Утром наш поезд прибыл во Льгов. Имеются три Льгова: Льгов 1, Льгов 2 и Льгов 3. Вылезать нужно в третьем, именно отсюда идет железная дорога на Коренево-Киев, здесь же главный вокзал. В первую мою поездку я так и сделал, а сейчас ошибся и вылез преждевременно во Льгове 1. Выяснилось, что до третьего Льгова мне придется добираться 3 версты и никакого поезда туда не идет. Приходилось только идти пешком и я подумал, как хорошо, что со мной нет моих вещей. Итак, я пошел по дороге, проходящей недалеко от железнодорожного полотна, но тут возникло неожиданное препятствие. Впереди была небольшая канава, и дорога переходила через нее по небольшому мостику. Я подошел к нему и думал его перейти, но меня остановил стоящий у моста часовой красноармеец, высокий блондин с русским лицом. «Пароль» скомандовал он мне. Я стал объяснять, что по ошибке вылез слишком рано, что мне нужен Льгов 3, что я командирован и т.д. «Пароль!» – опять приказал часовой, и так как я ничего не отвечал, он заявил: «Не могу пустить. Приказ», – и перестал со мной разговаривать. Что было делать? Немного подумав, я отошел влево саженей на пятьдесят и на виду у часового перепрыгнул через канаву. Я боялся, что часовой меня остановит, но он не обратил на меня никакого внимания. Это был совершенно безразличный ко всему мобилизованный в красную армию парень, исполняющий приказы, но не желающий что-либо делать. Красноармеец-большевик так бы не поступил.

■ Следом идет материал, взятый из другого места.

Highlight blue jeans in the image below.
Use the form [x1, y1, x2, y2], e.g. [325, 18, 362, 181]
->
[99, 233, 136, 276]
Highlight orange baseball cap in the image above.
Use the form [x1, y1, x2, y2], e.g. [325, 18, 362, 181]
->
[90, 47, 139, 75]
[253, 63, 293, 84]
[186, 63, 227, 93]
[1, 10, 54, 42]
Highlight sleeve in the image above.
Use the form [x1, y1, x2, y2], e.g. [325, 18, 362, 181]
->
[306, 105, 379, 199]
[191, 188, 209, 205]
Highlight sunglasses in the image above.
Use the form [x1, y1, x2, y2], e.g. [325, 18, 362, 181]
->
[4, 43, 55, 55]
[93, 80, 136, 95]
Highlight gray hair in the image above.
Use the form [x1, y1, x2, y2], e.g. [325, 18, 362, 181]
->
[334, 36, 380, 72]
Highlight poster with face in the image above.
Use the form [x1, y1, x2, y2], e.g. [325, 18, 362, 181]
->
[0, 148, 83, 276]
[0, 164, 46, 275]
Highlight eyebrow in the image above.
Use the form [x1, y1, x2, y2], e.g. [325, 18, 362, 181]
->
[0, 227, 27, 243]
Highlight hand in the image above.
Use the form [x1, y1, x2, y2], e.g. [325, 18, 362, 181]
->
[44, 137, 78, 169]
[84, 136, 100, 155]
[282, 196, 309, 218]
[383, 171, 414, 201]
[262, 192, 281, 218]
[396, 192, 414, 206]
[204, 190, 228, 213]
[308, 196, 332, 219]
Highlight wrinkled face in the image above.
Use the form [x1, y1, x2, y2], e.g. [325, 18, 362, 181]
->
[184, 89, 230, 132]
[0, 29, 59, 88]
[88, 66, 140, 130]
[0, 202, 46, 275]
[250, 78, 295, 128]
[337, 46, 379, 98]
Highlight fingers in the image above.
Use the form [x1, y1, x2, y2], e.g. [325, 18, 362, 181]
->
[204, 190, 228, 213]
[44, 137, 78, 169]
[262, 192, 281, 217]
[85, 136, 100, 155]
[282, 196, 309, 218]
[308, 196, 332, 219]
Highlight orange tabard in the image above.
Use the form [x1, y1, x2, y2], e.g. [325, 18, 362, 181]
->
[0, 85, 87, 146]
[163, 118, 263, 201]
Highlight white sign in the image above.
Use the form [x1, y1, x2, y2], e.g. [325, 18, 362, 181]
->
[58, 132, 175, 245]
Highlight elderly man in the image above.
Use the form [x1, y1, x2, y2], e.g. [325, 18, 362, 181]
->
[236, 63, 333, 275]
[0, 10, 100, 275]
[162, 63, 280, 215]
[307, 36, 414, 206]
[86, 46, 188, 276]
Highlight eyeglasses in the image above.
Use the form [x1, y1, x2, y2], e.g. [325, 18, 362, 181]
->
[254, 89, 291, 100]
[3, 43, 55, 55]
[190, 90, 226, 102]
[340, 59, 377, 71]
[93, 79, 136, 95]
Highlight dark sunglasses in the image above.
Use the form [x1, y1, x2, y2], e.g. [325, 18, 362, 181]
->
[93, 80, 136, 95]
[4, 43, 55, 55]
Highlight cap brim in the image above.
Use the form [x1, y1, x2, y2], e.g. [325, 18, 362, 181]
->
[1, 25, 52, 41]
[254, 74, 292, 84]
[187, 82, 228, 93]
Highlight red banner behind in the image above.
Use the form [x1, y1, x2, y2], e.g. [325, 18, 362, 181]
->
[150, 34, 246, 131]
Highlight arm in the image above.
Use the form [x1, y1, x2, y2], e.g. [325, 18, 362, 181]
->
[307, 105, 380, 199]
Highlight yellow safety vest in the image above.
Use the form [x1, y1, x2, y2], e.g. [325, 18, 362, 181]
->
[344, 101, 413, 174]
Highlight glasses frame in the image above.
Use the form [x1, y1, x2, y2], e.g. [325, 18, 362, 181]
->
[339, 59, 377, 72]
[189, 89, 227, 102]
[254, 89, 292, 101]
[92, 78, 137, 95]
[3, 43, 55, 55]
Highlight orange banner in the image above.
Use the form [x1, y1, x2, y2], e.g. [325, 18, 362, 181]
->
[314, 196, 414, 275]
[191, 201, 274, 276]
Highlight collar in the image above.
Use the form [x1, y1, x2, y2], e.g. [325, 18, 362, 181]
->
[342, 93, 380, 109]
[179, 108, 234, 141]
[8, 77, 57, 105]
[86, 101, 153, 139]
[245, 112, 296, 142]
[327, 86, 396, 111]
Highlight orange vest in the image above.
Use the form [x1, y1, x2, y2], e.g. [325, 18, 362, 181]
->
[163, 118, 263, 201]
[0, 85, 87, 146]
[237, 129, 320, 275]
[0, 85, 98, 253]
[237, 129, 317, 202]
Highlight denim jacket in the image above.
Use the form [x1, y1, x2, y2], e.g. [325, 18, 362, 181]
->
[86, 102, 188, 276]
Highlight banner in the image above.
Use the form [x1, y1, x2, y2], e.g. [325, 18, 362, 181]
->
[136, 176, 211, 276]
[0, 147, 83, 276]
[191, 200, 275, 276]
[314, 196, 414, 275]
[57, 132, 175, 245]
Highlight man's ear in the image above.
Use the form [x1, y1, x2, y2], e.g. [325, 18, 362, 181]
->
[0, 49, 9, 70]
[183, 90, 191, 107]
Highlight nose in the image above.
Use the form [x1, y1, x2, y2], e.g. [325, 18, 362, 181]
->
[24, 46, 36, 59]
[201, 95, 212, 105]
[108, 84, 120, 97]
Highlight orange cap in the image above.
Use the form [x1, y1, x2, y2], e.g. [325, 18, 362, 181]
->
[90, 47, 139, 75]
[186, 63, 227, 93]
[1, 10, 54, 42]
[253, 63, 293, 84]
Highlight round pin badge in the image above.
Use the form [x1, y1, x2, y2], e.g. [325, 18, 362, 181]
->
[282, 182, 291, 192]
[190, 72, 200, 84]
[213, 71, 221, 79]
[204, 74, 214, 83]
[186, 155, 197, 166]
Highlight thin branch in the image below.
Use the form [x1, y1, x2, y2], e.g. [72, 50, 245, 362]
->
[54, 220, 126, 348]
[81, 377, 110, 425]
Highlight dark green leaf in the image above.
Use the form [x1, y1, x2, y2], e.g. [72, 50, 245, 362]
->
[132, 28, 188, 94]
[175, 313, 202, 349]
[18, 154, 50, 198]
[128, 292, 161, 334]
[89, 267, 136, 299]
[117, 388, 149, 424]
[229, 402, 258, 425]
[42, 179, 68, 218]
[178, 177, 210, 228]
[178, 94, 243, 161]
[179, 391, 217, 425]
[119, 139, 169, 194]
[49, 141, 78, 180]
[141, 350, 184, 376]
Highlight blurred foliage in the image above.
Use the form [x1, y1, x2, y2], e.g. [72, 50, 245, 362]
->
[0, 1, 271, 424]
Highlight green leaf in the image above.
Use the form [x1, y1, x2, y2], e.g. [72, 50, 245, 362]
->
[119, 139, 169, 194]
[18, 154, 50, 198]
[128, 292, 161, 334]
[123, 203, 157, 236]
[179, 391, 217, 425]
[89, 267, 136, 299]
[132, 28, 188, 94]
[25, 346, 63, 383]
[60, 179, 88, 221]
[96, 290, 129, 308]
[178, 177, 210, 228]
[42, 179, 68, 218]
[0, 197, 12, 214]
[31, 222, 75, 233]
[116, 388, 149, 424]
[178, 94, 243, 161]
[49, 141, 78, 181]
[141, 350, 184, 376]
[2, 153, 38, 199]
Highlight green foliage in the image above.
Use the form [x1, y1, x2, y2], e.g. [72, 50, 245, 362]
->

Я зашагал дальше и скоро достиг вокзала Льгова 3. По долетающих до меня обрывков фраз красноармейцев и железнодорожников я сообразил, что на фронте произошла важная перемена. Белые наступают!11 Напряженность и тревога чувствовалась в воздухе. Однако поезд на Коренево отходил, как обычно. Я сел в него, не зайдя, конечно, к «товарищу Кану», у которого четыре дня тому назад брал разрешение. Мне не хотелось снова попадаться ему на глаза, а в случае чего я покажу контролю свой старый пропуск. Опять влез в открытую теплушку поезда. Народу было немного: обычные деревенские бабы. Из пассажиров выделялись молодой красноармеец и более пожилой толстый военный, типа прежнего унтер-офицера. В настоящее время он был если не чекист, то во всяком случае имеющий отношение к тому или иному виду «красной жандармерии», а может и к органам безопасности, как сейчас говорят. Тронулись около одиннадцати часов дня. Погода прояснилась, и опять был солнечный, и даже жаркий осенний день. Около часа дня, мы уже были не далеко от Коренева, как вдруг слева, к югу от железной дороги, послышать глухие раскаты артиллерийской стрельбы. Стреляли в верстах десяти-пятнадцати от нас, и канонада не прекращалась довольно долго. Эти звуки, которые я слышал впервые, наполнили мое сердце глубокой радостью, окрылили надеждой: фронт близко, белые наступают, избавление близко! Но одновременно было и тревожно и страшновато. На красноармейца и на красного «унтера» стрельба произвела сильнейшее впечатление, они оба как-то съежились, на лицах отразилась тревога. Между собой, они стали быстро и горячо обсуждать происходящее, говорили: «Вот белые опять наступают, все не угомонятся, а у нас все плохо организовано, да всюду измены», или как «унтер» выразился – «продажа». Надо сказать, что он особенно подозрительно и враждебно смотрел в мою сторону.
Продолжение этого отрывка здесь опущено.